Proliferación de la cianobacteria Phormidium en el Rio Manzanares

  • 28 Junio 2019 |

Debido a las condiciones meteorológicas excepcionales de este año, se ha observado en el río Manzanares una proliferación más abundante de lo normal de una cianobacteria, que puede generar una neurotoxina

costra phormidiumLas cianobacterias, anteriormente denominadas como algas verdeazuladas, o cianofíceas, pertenecen a un grupo que se caracterizan por presentar células procariotas, es decir, células similares a las bacterias, y que además tienen la capacidad para realizar la fotosíntesis. De ahí la controversia en la inclusión en un grupo diferenciado entre las algas y las bacterias.

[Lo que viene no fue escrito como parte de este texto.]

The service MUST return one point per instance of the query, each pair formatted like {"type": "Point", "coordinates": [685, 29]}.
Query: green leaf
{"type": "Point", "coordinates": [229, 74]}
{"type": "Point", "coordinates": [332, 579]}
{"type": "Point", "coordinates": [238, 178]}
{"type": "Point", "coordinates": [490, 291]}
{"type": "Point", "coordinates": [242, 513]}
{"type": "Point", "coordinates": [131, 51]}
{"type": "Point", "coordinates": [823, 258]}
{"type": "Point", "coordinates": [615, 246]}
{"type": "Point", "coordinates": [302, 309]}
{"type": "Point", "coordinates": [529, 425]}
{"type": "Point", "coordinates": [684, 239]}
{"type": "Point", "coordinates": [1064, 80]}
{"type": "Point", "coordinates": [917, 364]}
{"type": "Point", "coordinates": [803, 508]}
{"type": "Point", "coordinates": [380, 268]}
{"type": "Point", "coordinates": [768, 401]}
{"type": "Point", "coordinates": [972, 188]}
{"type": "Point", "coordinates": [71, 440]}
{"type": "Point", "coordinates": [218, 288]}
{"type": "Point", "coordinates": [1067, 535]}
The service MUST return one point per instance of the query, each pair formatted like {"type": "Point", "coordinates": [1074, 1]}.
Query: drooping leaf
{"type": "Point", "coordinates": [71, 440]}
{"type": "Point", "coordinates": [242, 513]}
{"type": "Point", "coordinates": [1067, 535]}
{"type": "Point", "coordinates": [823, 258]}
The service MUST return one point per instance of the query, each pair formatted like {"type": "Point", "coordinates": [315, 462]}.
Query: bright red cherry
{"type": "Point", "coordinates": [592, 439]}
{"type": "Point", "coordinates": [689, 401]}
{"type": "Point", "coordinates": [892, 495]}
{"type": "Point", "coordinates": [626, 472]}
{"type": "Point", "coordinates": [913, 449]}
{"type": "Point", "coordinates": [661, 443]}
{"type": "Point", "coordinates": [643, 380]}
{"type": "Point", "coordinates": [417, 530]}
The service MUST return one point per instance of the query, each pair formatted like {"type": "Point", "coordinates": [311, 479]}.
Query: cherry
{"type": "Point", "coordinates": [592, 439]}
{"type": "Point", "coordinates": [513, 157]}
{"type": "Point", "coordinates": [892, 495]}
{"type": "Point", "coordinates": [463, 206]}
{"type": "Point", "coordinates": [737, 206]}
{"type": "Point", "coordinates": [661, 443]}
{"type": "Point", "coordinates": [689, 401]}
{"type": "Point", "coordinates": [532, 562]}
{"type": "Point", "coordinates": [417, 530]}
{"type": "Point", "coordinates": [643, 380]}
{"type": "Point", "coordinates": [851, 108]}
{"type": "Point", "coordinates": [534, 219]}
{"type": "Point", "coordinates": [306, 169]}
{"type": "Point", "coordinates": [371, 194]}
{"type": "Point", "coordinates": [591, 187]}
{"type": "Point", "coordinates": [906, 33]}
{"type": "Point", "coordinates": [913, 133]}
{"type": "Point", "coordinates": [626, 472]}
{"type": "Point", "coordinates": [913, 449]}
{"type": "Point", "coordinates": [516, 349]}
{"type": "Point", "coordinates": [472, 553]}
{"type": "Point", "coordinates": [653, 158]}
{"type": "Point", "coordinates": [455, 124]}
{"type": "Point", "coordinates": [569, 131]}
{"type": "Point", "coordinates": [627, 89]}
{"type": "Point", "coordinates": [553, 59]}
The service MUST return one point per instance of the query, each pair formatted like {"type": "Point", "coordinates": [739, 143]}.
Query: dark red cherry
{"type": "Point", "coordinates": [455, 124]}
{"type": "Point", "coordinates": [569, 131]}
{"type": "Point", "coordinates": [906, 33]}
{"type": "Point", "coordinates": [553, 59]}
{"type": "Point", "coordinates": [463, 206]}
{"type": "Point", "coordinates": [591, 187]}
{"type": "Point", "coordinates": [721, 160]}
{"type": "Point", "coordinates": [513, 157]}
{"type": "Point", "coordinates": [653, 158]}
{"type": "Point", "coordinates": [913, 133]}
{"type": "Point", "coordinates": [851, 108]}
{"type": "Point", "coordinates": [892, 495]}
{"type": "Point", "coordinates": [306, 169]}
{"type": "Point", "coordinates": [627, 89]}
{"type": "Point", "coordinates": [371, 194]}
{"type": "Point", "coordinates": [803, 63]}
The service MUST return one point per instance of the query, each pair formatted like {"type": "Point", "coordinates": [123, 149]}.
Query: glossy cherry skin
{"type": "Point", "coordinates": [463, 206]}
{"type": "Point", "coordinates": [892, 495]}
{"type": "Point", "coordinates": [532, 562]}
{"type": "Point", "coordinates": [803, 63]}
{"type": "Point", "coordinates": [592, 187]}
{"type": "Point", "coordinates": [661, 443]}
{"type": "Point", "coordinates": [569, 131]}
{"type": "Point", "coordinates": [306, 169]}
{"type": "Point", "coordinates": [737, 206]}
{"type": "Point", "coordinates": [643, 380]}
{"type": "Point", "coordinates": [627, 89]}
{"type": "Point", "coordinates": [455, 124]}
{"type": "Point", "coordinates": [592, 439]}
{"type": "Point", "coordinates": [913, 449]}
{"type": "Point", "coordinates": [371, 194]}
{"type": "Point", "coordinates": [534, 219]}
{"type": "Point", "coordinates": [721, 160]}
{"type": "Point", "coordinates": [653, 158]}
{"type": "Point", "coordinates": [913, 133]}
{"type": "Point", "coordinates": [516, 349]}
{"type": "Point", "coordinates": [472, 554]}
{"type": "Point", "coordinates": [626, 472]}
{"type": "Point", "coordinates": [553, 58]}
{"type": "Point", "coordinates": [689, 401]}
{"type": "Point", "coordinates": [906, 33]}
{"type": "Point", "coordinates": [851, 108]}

Algunas de estas cianobacterias producen toxinas, que pueden generar diversos efectos en los seres vivos. Casos muy comunes son los registrados en los embalses, en donde, es habitual que éstas sean especialmente abundantes. En los ríos suelen ser más desconocidas, aunque en condiciones favorables pueden desarrollarse más de lo que es habitual, a lo que se denomina blooms. Muy probablemente, debido a las condiciones meteorológicas de este año, más seco y más cálido de lo normal, se ha observado la proliferación abundante de una cianobacteria (Phormidium) en el río Manzanares. Phormidium es una cianobacteria frecuente, aunque poco abundante, en los ríos de la Sierra de Guadarrama, citada hace décadas, y que se conoce que en otros ríos (Francia, Nueva Zelanda y recientemente en Andalucía) han provocado, trastornos neurológicos, y en mayor concentración de ingesta, la muerte. Estas cianobacterias crecen en las rocas sumergidas a modo de costras, que cuando se desagregan de las rocas pueden acumularse en las orillas del río. El problema radica cuando los animales acceden al agua para beber y pueden ingerir accidentalmente estas acumulaciones de la cianobacteria, siendo peligroso también para los niños si están jugando con el agua y accidentalmente puedan ingerirla.

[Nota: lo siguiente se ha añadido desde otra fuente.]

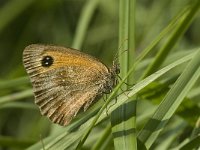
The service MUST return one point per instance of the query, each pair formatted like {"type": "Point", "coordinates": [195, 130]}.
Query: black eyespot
{"type": "Point", "coordinates": [47, 61]}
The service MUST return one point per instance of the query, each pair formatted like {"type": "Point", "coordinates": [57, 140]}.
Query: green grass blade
{"type": "Point", "coordinates": [164, 51]}
{"type": "Point", "coordinates": [171, 102]}
{"type": "Point", "coordinates": [83, 23]}
{"type": "Point", "coordinates": [126, 59]}
{"type": "Point", "coordinates": [11, 10]}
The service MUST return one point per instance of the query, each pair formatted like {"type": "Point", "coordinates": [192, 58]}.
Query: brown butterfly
{"type": "Point", "coordinates": [65, 80]}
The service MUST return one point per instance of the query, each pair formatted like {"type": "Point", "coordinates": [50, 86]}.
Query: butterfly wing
{"type": "Point", "coordinates": [64, 80]}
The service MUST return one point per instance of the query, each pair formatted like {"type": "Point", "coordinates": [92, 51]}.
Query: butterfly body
{"type": "Point", "coordinates": [65, 80]}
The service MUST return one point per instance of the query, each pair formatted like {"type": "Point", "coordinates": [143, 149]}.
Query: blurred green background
{"type": "Point", "coordinates": [57, 22]}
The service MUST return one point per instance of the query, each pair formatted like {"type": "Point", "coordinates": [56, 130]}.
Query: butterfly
{"type": "Point", "coordinates": [65, 80]}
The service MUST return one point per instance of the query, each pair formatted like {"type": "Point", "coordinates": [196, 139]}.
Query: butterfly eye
{"type": "Point", "coordinates": [47, 61]}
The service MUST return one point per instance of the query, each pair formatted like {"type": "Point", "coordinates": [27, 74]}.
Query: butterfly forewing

Por ello, es recomendable poner avisos para evitar que los niños y las mascotas eviten en la medida de lo posible al acceso al río para beber y/o jugar, y evitemos así cualquier riesgo de esta situación temporal.

Este hallazgo, así como su determinación y confirmación, no hubiera sido posible gracias a la desinteresada ayuda y colaboración de la Dra. Elvira Perona, especialista en cianobacterias del departamento de Biología de la Universidad Autónoma de Madrid.